[haiku-development] Re: Design for signed packages

  • From: Ingo Weinhold <ingo_weinhold@xxxxxx>
  • To: haiku-development@xxxxxxxxxxxxx
  • Date: Sun, 30 Mar 2014 17:17:17 +0200

On 26.03.2014 22:49, Jonathan Schleifer wrote:
Am 26.03.2014 um 22:29 schrieb Ingo Weinhold <ingo_weinhold@xxxxxx>:
How is supporting multiple algorithms in one format different from
supporting different formats versions with one algorithm each in
this respect? In either case the older algorithm can easily be
disabled when it is no longer considered secure.

True, the difference would only be which field to use to indicate the
algorithm. I don't care about that too much.
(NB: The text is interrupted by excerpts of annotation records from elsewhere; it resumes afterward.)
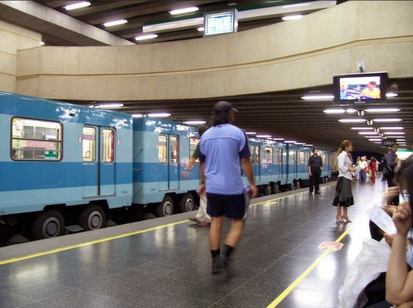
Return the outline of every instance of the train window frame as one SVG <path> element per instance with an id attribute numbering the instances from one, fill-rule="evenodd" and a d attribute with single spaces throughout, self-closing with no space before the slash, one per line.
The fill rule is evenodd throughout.
<path id="1" fill-rule="evenodd" d="M 20 122 L 19 122 L 19 121 Z M 25 124 L 26 125 L 25 126 Z M 18 128 L 18 126 L 21 127 Z M 22 137 L 22 134 L 26 133 L 24 132 L 25 126 L 33 127 L 32 138 Z M 36 138 L 36 128 L 41 132 L 41 139 Z M 50 130 L 55 130 L 56 132 L 53 133 L 53 131 Z M 17 136 L 19 133 L 19 136 Z M 10 157 L 12 160 L 17 161 L 60 161 L 63 156 L 63 124 L 61 122 L 44 119 L 13 117 L 10 121 Z M 22 142 L 21 144 L 20 141 Z M 32 144 L 33 146 L 26 146 L 28 143 Z M 37 146 L 35 147 L 36 145 Z M 49 148 L 47 146 L 53 146 Z M 30 152 L 32 153 L 31 157 L 25 157 L 25 153 Z M 19 154 L 19 152 L 21 153 Z"/>
<path id="2" fill-rule="evenodd" d="M 90 132 L 87 131 L 89 130 Z M 94 134 L 88 134 L 92 131 Z M 93 138 L 85 136 L 93 136 Z M 96 160 L 96 157 L 95 155 L 96 147 L 96 129 L 90 126 L 84 126 L 82 130 L 82 159 L 83 161 L 92 162 Z M 87 151 L 85 151 L 85 150 Z M 87 155 L 88 153 L 89 153 L 89 155 Z"/>
<path id="3" fill-rule="evenodd" d="M 300 151 L 299 159 L 300 159 L 300 164 L 304 165 L 306 163 L 306 154 L 304 151 Z"/>
<path id="4" fill-rule="evenodd" d="M 267 151 L 269 152 L 267 154 Z M 264 163 L 272 164 L 274 161 L 273 148 L 271 147 L 264 147 Z"/>
<path id="5" fill-rule="evenodd" d="M 194 153 L 197 149 L 197 146 L 200 143 L 201 138 L 197 138 L 197 137 L 190 137 L 189 138 L 189 157 L 193 157 Z M 200 158 L 197 157 L 195 160 L 195 162 L 199 162 Z"/>
<path id="6" fill-rule="evenodd" d="M 112 128 L 102 128 L 102 161 L 113 162 L 114 160 L 115 130 Z"/>

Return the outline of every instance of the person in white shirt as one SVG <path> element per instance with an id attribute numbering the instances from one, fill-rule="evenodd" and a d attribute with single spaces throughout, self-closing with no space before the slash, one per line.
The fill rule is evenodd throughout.
<path id="1" fill-rule="evenodd" d="M 356 172 L 356 168 L 352 166 L 353 158 L 350 152 L 353 151 L 353 145 L 351 141 L 344 140 L 338 149 L 337 157 L 338 167 L 338 177 L 335 186 L 335 195 L 332 205 L 337 207 L 336 222 L 344 223 L 344 220 L 351 223 L 347 215 L 347 208 L 354 204 L 353 193 L 351 192 L 351 172 Z M 343 208 L 343 214 L 341 214 Z"/>

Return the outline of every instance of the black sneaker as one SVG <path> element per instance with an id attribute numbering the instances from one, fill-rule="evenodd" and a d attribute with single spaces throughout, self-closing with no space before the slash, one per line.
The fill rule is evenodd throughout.
<path id="1" fill-rule="evenodd" d="M 212 274 L 218 274 L 221 272 L 221 256 L 217 255 L 212 258 Z"/>

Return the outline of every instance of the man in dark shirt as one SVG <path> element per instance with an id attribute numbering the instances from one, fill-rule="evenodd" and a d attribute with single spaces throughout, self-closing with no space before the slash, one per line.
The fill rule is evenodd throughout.
<path id="1" fill-rule="evenodd" d="M 397 152 L 397 149 L 399 149 L 399 145 L 397 143 L 392 144 L 390 146 L 390 151 L 386 155 L 386 163 L 387 164 L 390 168 L 392 169 L 391 172 L 386 175 L 386 180 L 387 180 L 387 186 L 390 188 L 397 186 L 394 181 L 395 177 L 395 170 L 397 163 L 400 160 L 396 153 Z M 394 194 L 390 193 L 391 189 L 389 191 L 389 196 L 388 196 L 388 204 L 393 204 L 393 205 L 399 205 L 399 192 L 397 191 Z M 394 194 L 394 196 L 392 195 Z M 389 203 L 390 202 L 390 203 Z"/>
<path id="2" fill-rule="evenodd" d="M 312 150 L 312 155 L 309 159 L 309 175 L 310 176 L 310 193 L 319 194 L 320 176 L 322 170 L 322 159 L 317 155 L 318 150 Z"/>

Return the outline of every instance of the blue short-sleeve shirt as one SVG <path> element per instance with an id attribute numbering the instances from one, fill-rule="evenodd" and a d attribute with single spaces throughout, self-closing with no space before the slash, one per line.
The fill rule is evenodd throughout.
<path id="1" fill-rule="evenodd" d="M 232 124 L 219 124 L 203 134 L 200 145 L 200 160 L 205 163 L 206 192 L 242 194 L 240 159 L 251 156 L 245 132 Z"/>

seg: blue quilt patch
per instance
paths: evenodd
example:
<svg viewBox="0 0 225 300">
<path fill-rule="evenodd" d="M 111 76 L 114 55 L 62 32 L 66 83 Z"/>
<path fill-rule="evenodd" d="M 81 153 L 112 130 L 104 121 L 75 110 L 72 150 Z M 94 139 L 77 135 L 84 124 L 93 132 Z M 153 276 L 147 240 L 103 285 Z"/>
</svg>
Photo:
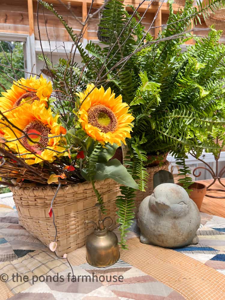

The signing algorithm is implied by the certificate (when using
X.509 certificates at least).

Well, if we want to use full blown X509 certificates, that is. Is
there any simpler standard?

I haven't researched that. In userland, openssl would do all the work for us anyway. Should we need them in the kernel and/or boot loader all we need to do is read the certificate and extract the key (i.e. implement a basic CER/DER parser). We wouldn't have to interpret all extensions etc.

You're not even replying to what this argument thread is about.
I'm criticizing the method you suggest for signing, not signing
itself. And just to be clear, this applies to both signing packages
and repositories.

So to summarize: Are you against signing individual hpkg or are you
ok with it? Because by now, I'm really confused.

As I explained on the haikuports-svn list, I haven't really made up my mind yet.

OpenSSL does not work in the kernel-space / bootloader.

Which isn't need, if we don't want to implement Secure Boot.

Yes, but if we do want to implement it at some point (because Windows
9 requires that SecureBoot can't be disabled - which wouldn't
surprise me at all, considering that's already the Windows 8
requirement for ARM), we'd have a problem.

This doesn't have anything to do with signing packages, though, only with signing the boot loader. And for that we are even bound by whatever the UEFI standard requires.

I wasn't talking about the signature algorithm itself, but the
stuff around it, like the certificate format etc.

That's why I wanted to have basically no stuff around it :).

Yes, that's the problem. Not having anything around it that makes it practical.

So you delegate the trust for your immensely secure signing
procedure to SSL? I suppose the key is published on the same
website you got the package from?

I don't, but the user has the option to do that.

* Publish the key and sign it with PGP

And the public PGP key is published alongside the certificate key?

The public key might be signed by someone you know. As I'm regularly
at open source events, I happen to have quite a few people in my PGP
web of trust.

That's good for you. Then you have a few people from which you can install software (I wonder how many Haiku developers are among those -- certainly not me).

It is rather difficult to find an independent channel. A trusted
third-party website (authenticated via SSL again) that publishes
the key signature, is probably the most realistic one. But why not
have the website owner just sign the certificate in the first
place? Then the user gets that information already when trying to
install the package.

Well, it might be difficult sometimes indeed. But it doesn't mean
there are no independent channels.

Yes, you could always visit the package signer in person. But that's impractical, as are (at least for most people) the alternatives that don't just reduce the security to trusting SSL certificates anyway.

My proposal basically allows the
user to choose which channels he trusts.

Your proposal does not allow the user to do anything. It *forces* them to find an independent channel to verify the authenticity of the certificate, which in many cases simply won't be possible, unless you delegate the trust to SSL certificates.